Kendi is now a Professor at Boston University, as well as director of the university’s Centre for Antiracist Research. The $625,000 grant will go towards furthering his groundbreaking research.
How to be an Antiracist is a beautifully crafted blend of history, biography and radical activism. Kendi writes in an inviting and concise way, weaving the personal and political together. He demonstrates the lived reality of racism as well as its long history, whilst demanding from the reader an answer to a clear question: will you be a racist, or an antiracist?
The book, perhaps surprisingly, opens with a discussion of Kendi’s own racism. Describing a speech he gave as a young high school graduate, he highlights how he internalised racist ideas, endorsing the idea that Black people needed to ‘better themselves’. This “assimilationist” creed becomes an important talking point in the book, as Kendi describes the “duelling consciousness” people of all races experience. For racialised groups, this “consciousness” is formed from a battle between “antiracist” and the aforementioned “assimilationist” urges.
By assimilation, Kendi means the idea that a racial group must improve themselves in order to fit in with society, which in other words means White society. He describes how this was a particularly infectious idea among his parent’s generation, who became wrongly convinced that it was Black people themselves who were holding each other back from better lives. Kendi argues that being an antiracist is the only way to free oneself from this “duelling consciousness”.
Kendi’s definitions of antiracism and racism are radical. He argues that these are not fixed terms that denote someone’s identity, but rather fluid descriptors that anyone can adopt at any time. He is also clear that there is no in-between, there is no neutral middle ground.
To be racist is to endorse racist policy and attitudes either through action or inaction. To be antiracist is to actively work against this. By locating these labels in action, and leaving them open to anyone, Kendi leaves no room for laziness. He is telling you clearly How to be an Antiracist.
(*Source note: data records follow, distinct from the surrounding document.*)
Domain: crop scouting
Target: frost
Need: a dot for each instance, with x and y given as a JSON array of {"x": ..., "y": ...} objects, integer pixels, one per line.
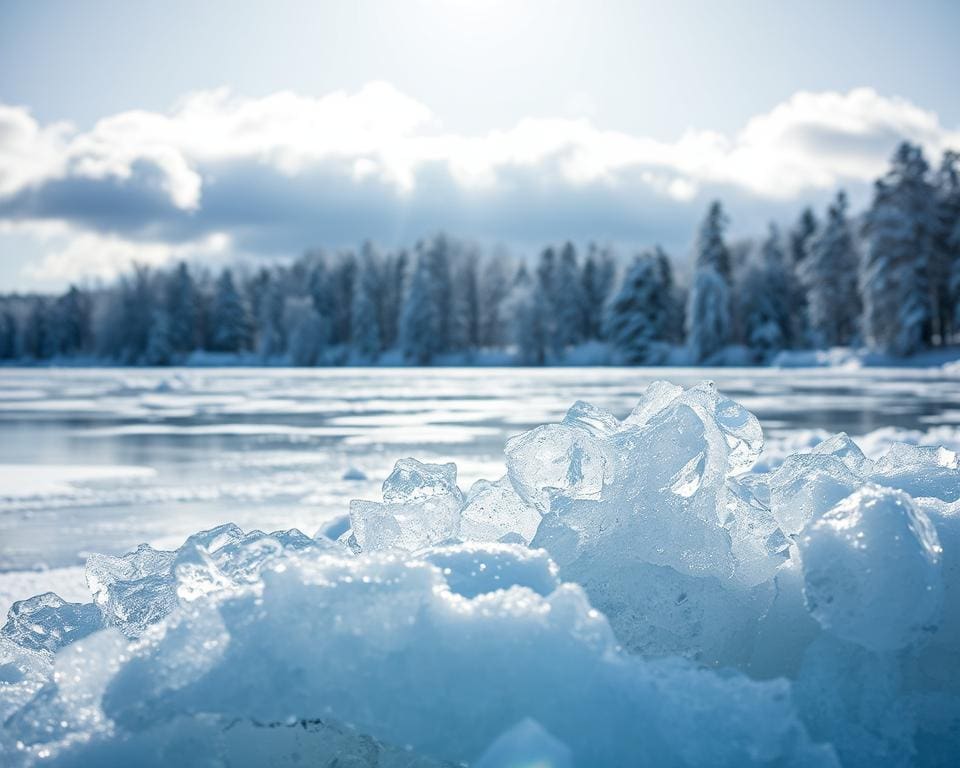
[
  {"x": 872, "y": 570},
  {"x": 630, "y": 593}
]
Kendi particularly emphasises how racism is essentially linked to power. He argues for a focus on what he terms “racist power”, which is comprised of “racist policy and racist policymakers”. For Kendi, there is no “neutral policy”: every policy has a racial outcome. The idea of “race neutrality” thus becomes a dangerous concept: like ‘colour-blindness’, it exempts people from antiracist action, and therefore endorses racism.
How to be an Antiracist, although framed as a guide into race politics, demonstrates clearly how we are all, constantly, partaking in it. Kendi provides the reader with a variety of tools, from historical knowledge to concise definitions of political terminology. The real power, however, lies with the reader and our active choice to become antiracist.